Determining the sign of an effect size is quite similar from Frequentist and Bayesian perspectives

p-values and confidence intervals on an effect size have this correspondence: if p<0.05, the 95% confidence interval does not contain zero (or choose whatever α cutoff and 100%-α confidence interval you prefer). This means the interval is either entirely above zero or entirely below zero, which is to say we have determined the sign of the effect size (see previous blog entry).

Clarification: The precise guarantee here is "whatever the effect size may be, we will only make a false claim about its sign with probability at most 0.05." We may make no claim at all, and this is counted as not making a false claim.

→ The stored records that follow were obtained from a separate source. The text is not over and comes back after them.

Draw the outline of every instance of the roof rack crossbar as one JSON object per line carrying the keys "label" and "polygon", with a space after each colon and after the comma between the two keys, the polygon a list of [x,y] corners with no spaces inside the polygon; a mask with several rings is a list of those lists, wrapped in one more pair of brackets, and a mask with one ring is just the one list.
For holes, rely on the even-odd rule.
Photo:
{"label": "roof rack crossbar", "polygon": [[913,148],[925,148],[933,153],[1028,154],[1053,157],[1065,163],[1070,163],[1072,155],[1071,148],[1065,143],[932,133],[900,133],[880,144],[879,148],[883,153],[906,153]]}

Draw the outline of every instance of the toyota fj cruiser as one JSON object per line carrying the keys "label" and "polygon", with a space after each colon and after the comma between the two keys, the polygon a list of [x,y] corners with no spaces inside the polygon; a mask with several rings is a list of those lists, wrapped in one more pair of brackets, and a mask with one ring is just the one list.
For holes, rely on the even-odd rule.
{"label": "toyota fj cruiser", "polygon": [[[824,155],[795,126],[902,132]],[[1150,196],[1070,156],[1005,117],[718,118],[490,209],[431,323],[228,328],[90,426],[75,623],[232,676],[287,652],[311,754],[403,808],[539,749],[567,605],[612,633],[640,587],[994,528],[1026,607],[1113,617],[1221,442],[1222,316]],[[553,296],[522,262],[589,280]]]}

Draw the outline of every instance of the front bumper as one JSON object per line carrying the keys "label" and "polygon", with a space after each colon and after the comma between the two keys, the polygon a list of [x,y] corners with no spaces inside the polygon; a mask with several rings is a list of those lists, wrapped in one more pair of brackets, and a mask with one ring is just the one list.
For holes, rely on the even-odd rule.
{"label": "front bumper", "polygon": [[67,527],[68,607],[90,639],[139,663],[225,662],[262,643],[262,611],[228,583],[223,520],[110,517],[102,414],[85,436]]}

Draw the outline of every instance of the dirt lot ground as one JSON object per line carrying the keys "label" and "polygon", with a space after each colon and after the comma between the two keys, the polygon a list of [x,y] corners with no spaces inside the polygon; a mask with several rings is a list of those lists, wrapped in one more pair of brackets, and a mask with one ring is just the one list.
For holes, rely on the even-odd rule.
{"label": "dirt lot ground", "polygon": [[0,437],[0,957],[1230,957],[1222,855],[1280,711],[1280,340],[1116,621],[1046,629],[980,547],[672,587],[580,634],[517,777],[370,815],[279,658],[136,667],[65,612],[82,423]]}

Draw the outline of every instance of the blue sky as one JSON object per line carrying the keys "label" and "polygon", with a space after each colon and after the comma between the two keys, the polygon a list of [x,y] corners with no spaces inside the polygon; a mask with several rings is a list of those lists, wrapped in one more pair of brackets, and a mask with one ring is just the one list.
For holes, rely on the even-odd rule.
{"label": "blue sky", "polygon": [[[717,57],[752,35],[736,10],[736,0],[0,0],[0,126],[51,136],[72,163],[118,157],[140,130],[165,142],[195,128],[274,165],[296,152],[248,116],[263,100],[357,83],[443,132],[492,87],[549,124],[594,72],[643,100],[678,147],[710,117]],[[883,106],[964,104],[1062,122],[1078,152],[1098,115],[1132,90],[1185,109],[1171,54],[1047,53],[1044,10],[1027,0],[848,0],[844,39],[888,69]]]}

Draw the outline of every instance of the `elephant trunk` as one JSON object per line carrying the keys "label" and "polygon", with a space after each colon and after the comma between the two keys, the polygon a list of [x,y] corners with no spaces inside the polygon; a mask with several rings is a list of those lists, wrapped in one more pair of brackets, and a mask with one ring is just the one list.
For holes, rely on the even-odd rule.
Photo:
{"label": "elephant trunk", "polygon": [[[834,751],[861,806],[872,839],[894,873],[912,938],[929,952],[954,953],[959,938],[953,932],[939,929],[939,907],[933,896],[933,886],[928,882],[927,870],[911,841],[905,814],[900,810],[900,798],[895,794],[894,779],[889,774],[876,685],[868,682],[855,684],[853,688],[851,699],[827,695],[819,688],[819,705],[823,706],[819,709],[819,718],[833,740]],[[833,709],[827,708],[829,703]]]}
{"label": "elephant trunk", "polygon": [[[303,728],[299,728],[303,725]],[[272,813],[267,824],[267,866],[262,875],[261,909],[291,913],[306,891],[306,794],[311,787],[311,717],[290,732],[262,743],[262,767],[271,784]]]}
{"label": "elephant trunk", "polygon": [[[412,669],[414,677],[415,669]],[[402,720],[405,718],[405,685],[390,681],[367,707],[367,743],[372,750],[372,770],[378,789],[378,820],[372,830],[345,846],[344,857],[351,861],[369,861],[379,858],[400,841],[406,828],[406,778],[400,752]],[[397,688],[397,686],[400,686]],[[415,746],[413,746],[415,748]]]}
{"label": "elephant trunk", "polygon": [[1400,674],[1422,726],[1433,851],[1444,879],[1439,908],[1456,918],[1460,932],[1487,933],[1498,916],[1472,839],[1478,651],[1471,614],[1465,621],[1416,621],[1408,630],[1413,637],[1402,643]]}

Formally, the p-value is a means of rejecting the hypothesis that the effect size is zero, but it seems it is often more than this. Significant p-values, at least such as can have an associated confidence interval, allow us to reject fully half of the number line of effect sizes.

Where Frequentists like to talk of p-values, Bayesians like to talk of posterior probabilities. It had always seemed to me that this failed at the first hurdle: trying to replicate the t-test. If we take as H0 that the effect size is zero, and as H1 that the effect size is non-zero and hence drawn from some prior distribution, P(H0|y) and P(H1|y) will be dependent on the prior distribution associated with H1, with an overly wide distribution leading to smaller P(H1|y). This seems hopelessly subjective. Furthermore it requires the machinery of measure theory to even represent these peculiar prior beliefs, with a point mass of probability at zero within a continuous distribution.

But now consider an H1 of an effect size less than zero, and an H2 of an effect size greater than zero. A perfectly natural prior belief is that the distribution of the effect size is symmetric around zero. We no longer need a point mass. This still corresponds to the Frequentist test in that we are attempting to determine the sign of the effect size.

For the t-test, there is a choice of prior* such that the p-value is simply twice the Bayesian posterior probability of the less likely hypothesis.

* Improper, but choose a proper prior to get as close as you like.

Update: @higherfiveprime notes that Andrew Gelman (of course) and Francis Tuerlinckx have a paper somewhat related to this. Errors determining the sign conditional on having confidently determined the sign are referred to as "Type S" errors, and their point is that these are not controlled by the Frequentist procedure. Frequentist "Type I" errors, which are not conditional on a determination of the sign being made, are still controlled.

For Frequentist Type S error control, it appears you need to perform a False Discovery Rate (FDR) correction (eg Benjamini & Hochberg's method). So now we also have a nice Bayesian equivalent of FDR control!